Sometimes issues are simple... sometimes not
You might have noticed that one of my goals for the 1.0 release is to get DSi mode in melonDS up to par with DS mode. Not just in the sense of running DSi games faithfully: a good reproduction of the DSi environment is also useful to would-be homebrewers.

However, the road to DSi emulation is paved with all sorts of challenges. One example of a fun issue that had been reported a while ago: the DSi menu would freeze after the health/safety screen if any pictures were stored that could be displayed on the top screen. The issue was another unimplemented AES feature, and was fixed in melonDS 0.9.3.

Sometimes I wish all issues were this simple. I felt like looking at another of the known DSi-mode issues: the fact that we currently don't implement the RAM size register in SCFG_EXT9. The RAM size register is mainly used to restrict the accessible main RAM to 4MB before launching a DS game. In theory, not a very difficult thing to implement. In practice, however, there is an issue that kept us from enabling that feature: when it's enabled, the DSi launcher crashes when launching a DS game, while they would otherwise run fine (albeit with the full 16MB RAM instead of the 4MB they might expect).

As explained in GBAtek, nocash ran into the same issue:
SCFG_EXT9.bit14-15 affect the Main RAM mapping on <both> ARM9 and ARM7 side (that, at least AFTER games have been booted, however, there's a special case DURING boot process: For NDS games, the firmware switches to 4MB mode on ARM9 side, whilst ARM7 is still relocating memory from the 16MB area at the same time - unknown how that is working exactly, maybe ARM7 isn't affected by SCFG_EXT9 setting until ARM7 has configured/disabled its own SCFG_EXT7 register).

The basic process of the loader is as follows: the ARM9 syncs with the ARM7 via IPCSYNC, then both CPUs run through lists of memory areas to copy or clear, then the ARM9 changes the main RAM size if required. However, while the ARM7 has a bunch of regions in main RAM to clear, the ARM9 is given empty copy/clear lists, and all it has to do is clear its DTCM, which is quickly done. As a result, the ARM9 changes the main RAM size while the ARM7 is still clearing regions, causing it to overwrite the ARM9's code, and you guess how this goes: kaboom.
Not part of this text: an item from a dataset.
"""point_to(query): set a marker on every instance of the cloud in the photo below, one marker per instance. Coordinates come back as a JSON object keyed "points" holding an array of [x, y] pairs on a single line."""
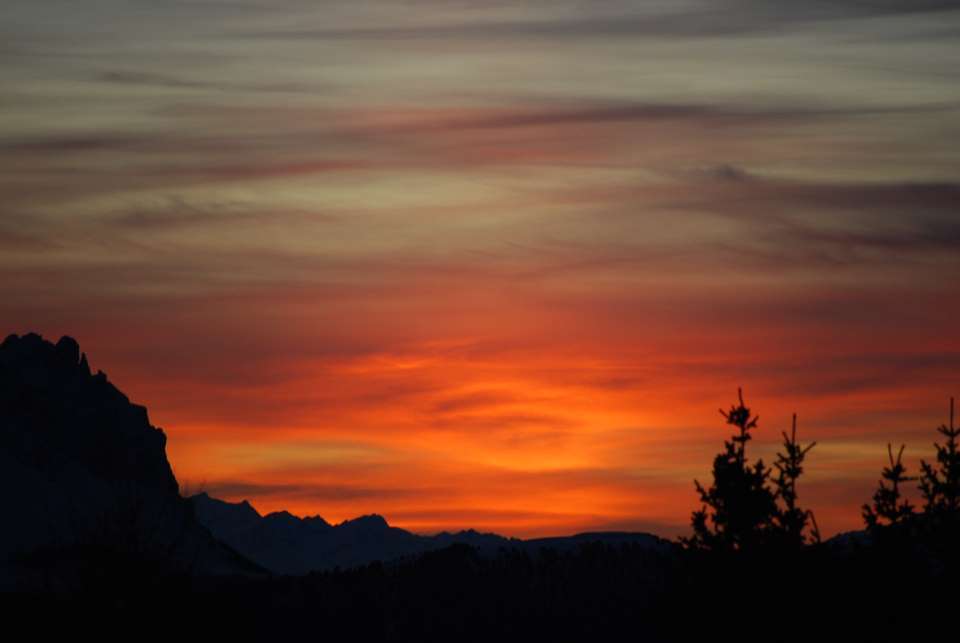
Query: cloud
{"points": [[729, 18]]}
Yet, the same code works fine on hardware.

I had already experimented with the RAM size register, to try and find out if there's anything fancy about it, but there's nothing special at all. The RAM size gets changed instantly on both sides, and there's nothing fancy about memory mapping either. Oh and the ARM9 caches are disabled when the loader is running, so they don't come into play here.

So I made a homebrew that reproduced the loader code: same ASM code, same memory regions, same everything. My first tests were to see if there was any kind of secret register altering main RAM mapping somehow, but there was none. Then, another test determined that, infact, on hardware, the RAM size change isn't applied until the ARM7 has cleared all its memory regions.
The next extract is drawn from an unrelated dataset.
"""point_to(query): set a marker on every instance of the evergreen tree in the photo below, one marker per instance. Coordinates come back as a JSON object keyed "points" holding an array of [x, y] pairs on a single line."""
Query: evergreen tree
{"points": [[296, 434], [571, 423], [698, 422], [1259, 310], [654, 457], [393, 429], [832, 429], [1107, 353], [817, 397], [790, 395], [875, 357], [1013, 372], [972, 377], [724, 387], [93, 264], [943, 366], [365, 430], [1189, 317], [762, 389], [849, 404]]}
We then added code to measure how long each side takes to complete its tasks, and it turns out that the ARM9 takes much longer than expected. The ARM9 code is running in main RAM, and the ARM7 has a bunch of main RAM regions to copy and clear: as EXMEMCNT is set to give priority over main RAM to the ARM7, the concurrent accesses are slowing down the ARM9. A lot.

This is some shitty news.

First of all, this is probably not an isolated case: the same sort of thing can also affect timing in games, although probably on a lesser scale.

Secondly, there is no way to correctly emulate this sort of thing without a cycle-accurate emulator. Given the current performance characteristics of DS emulation, and the sheer complexity of DS timings, cycle accuracy can be considered off-limits. In this particular case, the best we could do would be some kind of estimation for a cycle penalty if several concurrent main RAM accesses are detected within a given timeslice (that's the thing, there's no real way to determine whether they are actually concurrent, due to how we run things).

Oh well.
Generic aka RSDuck says:
Oct 8th 2021
because we initially weren't sure how well it would work for all users, so we kept direct mode as an option and since then we just didn't touch it.
Guest says:
Oct 11th 2021
Thanks everyone, that clears up my confusion on the matter.

And by the way, it's really easy for a basic user to set up direct mode on Linux, and it also works on WiFi, not just with Ethernet.

It's simply a matter of installing PCap from the package manager, and setting direct mode on MelonDS, that's it (unless absolutely nothing is automatic, which may be the case with Linux From Scratch, and possibly, but unlikely with Gentoo).